整然と壇上に並ぶクラスメート。ライトアップされる中で一人、最後に入場するブーン。
(;^ω^)(やばいお。思ったより人いっぱいいるお・・・。こんな時は、観衆はナスだと思えばいいって誰か言ってたお)
一礼し、大きく深呼吸をして指揮台に上がる。クラスメート一人一人が、様々な表情でブーンを見据えている。

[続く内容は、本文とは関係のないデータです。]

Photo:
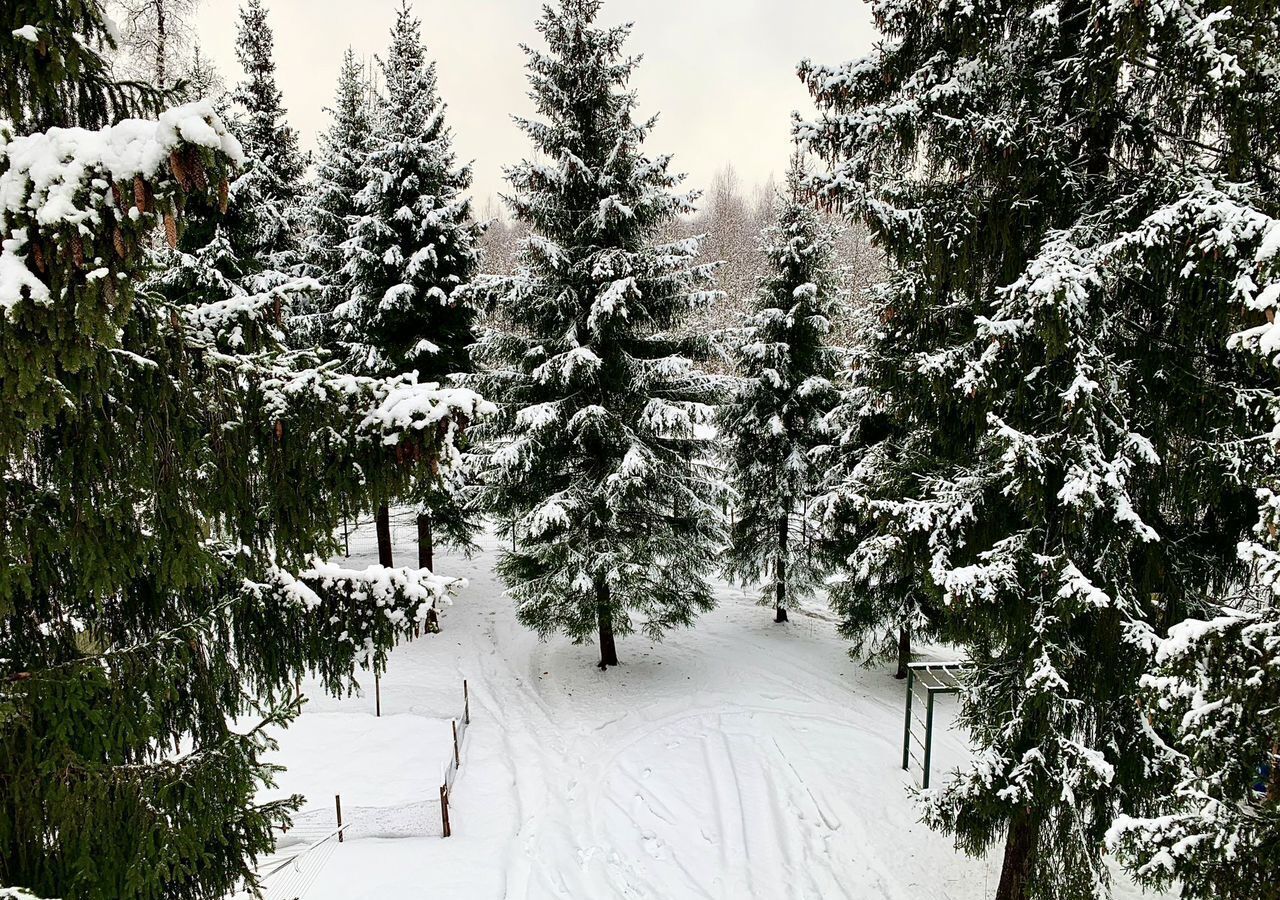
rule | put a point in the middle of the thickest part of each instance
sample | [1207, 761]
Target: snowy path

(;^ω^)(最初の一振り・・・これが重要だお。みんな、いくお)
目で合図を送るブーン。それを見たみんなが、小さくうなずく。
一呼吸置いて、ブーンは大きく腕を振り始めた。それに合わせて、曲が動き出す。
658 :以下、名無しにかわりましてVIPがお送りします :2006/04/14(金) 02:04:54.69 ID:RsdbWMjJ0
最初は緊張していたブーンも、曲が始まるとすぐに緊張を忘れ、リズムに乗れた。
それはみんな同じだったようで、最初硬かった表情もすぐにほぐれた。
( ^ω^)(ここはツンのソロパートだお。指揮は大人しめにして、前に出るツンを引き立たせるお)
ツンのソロは綺麗に響き渡り、会場を盛り上げた。ステージの上も自然とテンションが上がる。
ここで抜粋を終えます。